As expected, the prime cleanup contractor at the Department of Energy’s Oak Ridge Site in Tennessee has taken over transuranic waste responsibilities from North Wind, the agency said Tuesday.
As of last week, Amentum-led United Cleanup Oak Ridge (UCOR) took over the Transuranic Waste Processing Center from North Wind Solutions, DOE said in a Tuesday announcement.
North Wind’s seven-year, $291-million contract expired Oct. 26 and the transuranic waste work was absorbed into UCOR’s site-wide cleanup contract. The current iteration of the UCOR contract, held by a team consisting of partners Amentum, Jacobs and Honeywell, began in May and is valued at $8.3 billion over 10 years.
So far, Transuranic Waste Processing Center workers processed, repackaged and certified 98% of the legacy debris waste for shipment to the Waste Isolation Pilot Plant (WIPP) in New Mexico, DOE said in the news release.

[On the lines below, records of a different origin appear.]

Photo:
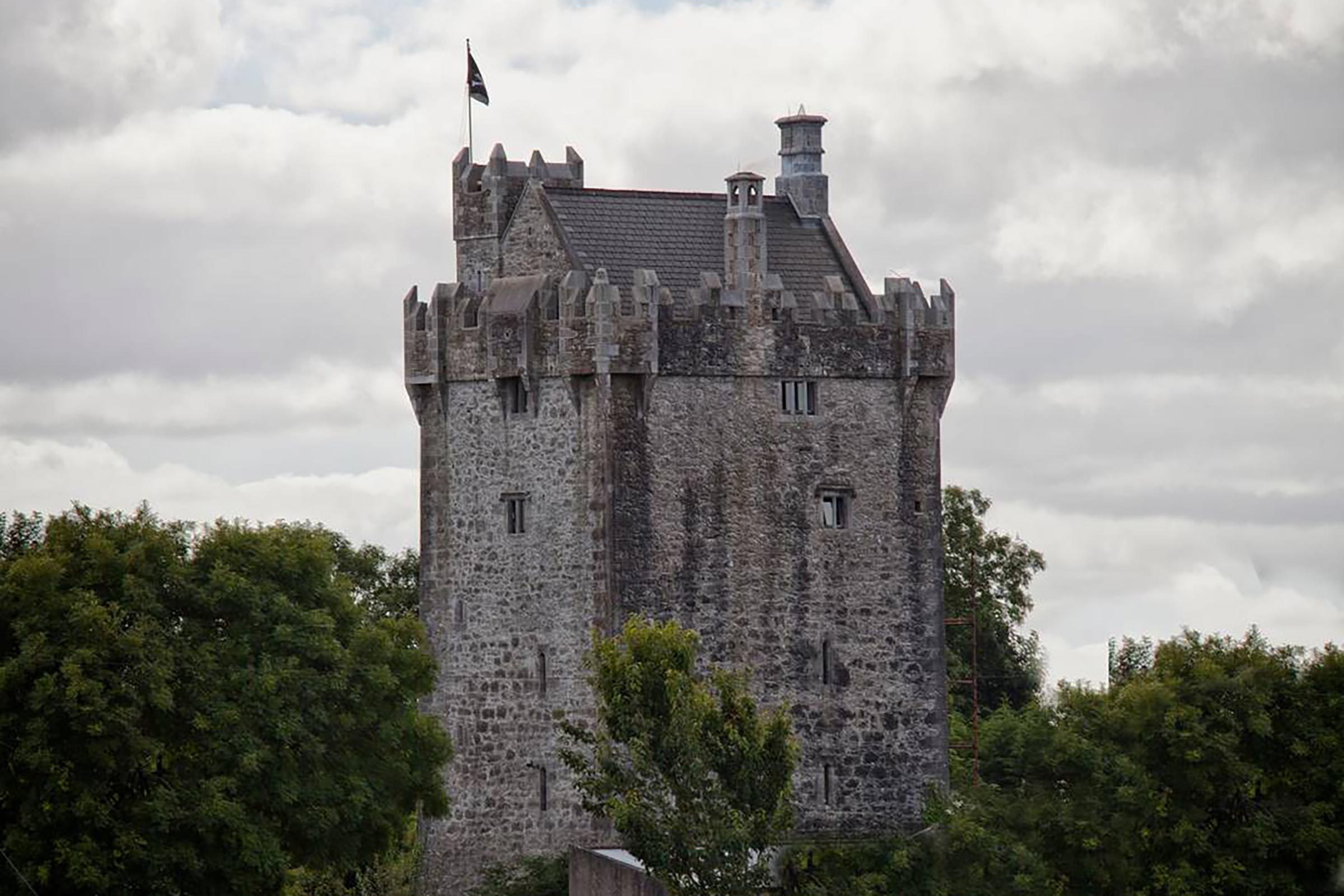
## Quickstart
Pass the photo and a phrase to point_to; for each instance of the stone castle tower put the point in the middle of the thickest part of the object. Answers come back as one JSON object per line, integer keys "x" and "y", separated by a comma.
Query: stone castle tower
{"x": 689, "y": 406}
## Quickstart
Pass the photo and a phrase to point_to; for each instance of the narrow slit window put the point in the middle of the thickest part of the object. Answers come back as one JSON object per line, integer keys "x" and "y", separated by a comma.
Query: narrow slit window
{"x": 515, "y": 515}
{"x": 515, "y": 395}
{"x": 835, "y": 510}
{"x": 799, "y": 396}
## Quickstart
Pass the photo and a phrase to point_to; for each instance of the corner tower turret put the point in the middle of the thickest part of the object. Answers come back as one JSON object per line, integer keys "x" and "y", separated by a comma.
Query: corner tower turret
{"x": 800, "y": 164}
{"x": 484, "y": 198}
{"x": 744, "y": 230}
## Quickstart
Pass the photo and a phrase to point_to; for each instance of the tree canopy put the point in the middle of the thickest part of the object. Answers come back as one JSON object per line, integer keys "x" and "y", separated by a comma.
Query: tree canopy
{"x": 999, "y": 568}
{"x": 1214, "y": 770}
{"x": 197, "y": 711}
{"x": 691, "y": 774}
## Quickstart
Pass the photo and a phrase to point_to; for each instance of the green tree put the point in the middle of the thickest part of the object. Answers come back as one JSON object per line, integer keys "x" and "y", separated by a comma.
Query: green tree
{"x": 690, "y": 773}
{"x": 528, "y": 876}
{"x": 1213, "y": 770}
{"x": 999, "y": 568}
{"x": 197, "y": 712}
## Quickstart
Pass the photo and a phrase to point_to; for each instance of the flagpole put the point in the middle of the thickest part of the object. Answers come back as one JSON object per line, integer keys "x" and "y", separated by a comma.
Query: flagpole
{"x": 471, "y": 137}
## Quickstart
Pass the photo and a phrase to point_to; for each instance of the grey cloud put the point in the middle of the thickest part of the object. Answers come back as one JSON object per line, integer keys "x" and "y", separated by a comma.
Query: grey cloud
{"x": 140, "y": 234}
{"x": 74, "y": 63}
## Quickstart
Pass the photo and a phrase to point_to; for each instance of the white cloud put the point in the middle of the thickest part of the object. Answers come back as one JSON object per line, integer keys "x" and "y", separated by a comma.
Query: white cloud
{"x": 315, "y": 394}
{"x": 74, "y": 62}
{"x": 46, "y": 476}
{"x": 1217, "y": 235}
{"x": 1152, "y": 577}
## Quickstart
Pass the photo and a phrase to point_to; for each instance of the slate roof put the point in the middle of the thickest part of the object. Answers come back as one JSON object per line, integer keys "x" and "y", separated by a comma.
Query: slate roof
{"x": 679, "y": 235}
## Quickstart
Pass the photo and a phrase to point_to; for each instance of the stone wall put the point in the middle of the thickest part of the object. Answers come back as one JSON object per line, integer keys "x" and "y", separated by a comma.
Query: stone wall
{"x": 494, "y": 602}
{"x": 717, "y": 512}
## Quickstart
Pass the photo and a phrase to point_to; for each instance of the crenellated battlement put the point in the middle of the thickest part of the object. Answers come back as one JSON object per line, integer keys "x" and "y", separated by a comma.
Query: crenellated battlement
{"x": 563, "y": 325}
{"x": 691, "y": 406}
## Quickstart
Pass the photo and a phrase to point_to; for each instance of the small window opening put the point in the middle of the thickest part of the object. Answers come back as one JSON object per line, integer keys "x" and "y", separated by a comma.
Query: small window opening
{"x": 515, "y": 395}
{"x": 515, "y": 516}
{"x": 799, "y": 396}
{"x": 835, "y": 510}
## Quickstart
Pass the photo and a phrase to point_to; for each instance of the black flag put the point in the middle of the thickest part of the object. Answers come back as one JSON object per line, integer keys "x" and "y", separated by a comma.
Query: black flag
{"x": 475, "y": 83}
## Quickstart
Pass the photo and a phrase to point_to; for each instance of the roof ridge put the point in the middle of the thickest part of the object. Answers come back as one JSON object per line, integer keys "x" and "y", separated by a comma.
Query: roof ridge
{"x": 635, "y": 193}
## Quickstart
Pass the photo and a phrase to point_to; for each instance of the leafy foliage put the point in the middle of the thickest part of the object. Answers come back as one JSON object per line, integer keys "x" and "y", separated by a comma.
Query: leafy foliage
{"x": 198, "y": 712}
{"x": 1214, "y": 770}
{"x": 690, "y": 773}
{"x": 1000, "y": 568}
{"x": 391, "y": 874}
{"x": 529, "y": 876}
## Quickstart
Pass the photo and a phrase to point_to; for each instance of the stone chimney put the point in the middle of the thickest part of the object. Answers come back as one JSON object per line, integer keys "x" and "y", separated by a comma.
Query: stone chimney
{"x": 800, "y": 163}
{"x": 744, "y": 230}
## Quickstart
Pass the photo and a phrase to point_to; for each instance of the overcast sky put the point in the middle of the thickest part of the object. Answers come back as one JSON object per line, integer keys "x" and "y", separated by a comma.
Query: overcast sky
{"x": 210, "y": 211}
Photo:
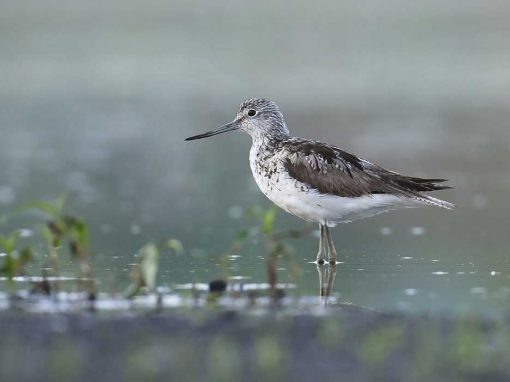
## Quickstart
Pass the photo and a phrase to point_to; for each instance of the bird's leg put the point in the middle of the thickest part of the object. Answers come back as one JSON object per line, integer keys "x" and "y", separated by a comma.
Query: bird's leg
{"x": 331, "y": 246}
{"x": 322, "y": 239}
{"x": 330, "y": 281}
{"x": 320, "y": 270}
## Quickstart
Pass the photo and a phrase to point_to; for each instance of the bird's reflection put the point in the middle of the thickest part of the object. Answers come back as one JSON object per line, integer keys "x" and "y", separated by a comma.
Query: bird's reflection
{"x": 327, "y": 275}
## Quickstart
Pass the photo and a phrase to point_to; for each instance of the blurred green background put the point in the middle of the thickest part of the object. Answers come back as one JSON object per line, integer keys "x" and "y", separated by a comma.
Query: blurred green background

The processing center was built at the DOE Office of Environmental Management nuclear cleanup site in 2003. To date, workers at Oak Ridge have sent 83% the site’s contact-handled transuranic waste and 70% of the more radioactive remote-handled waste to WIPP, DOE said in the announcement.
The orientation meeting for North Wind employees being transferred over to UCOR occurred Oct. 27. UCOR plans to finish any remaining legacy transuranic waste processing, plan for eventual shipment to WIPP and ultimately tear down the processing facility.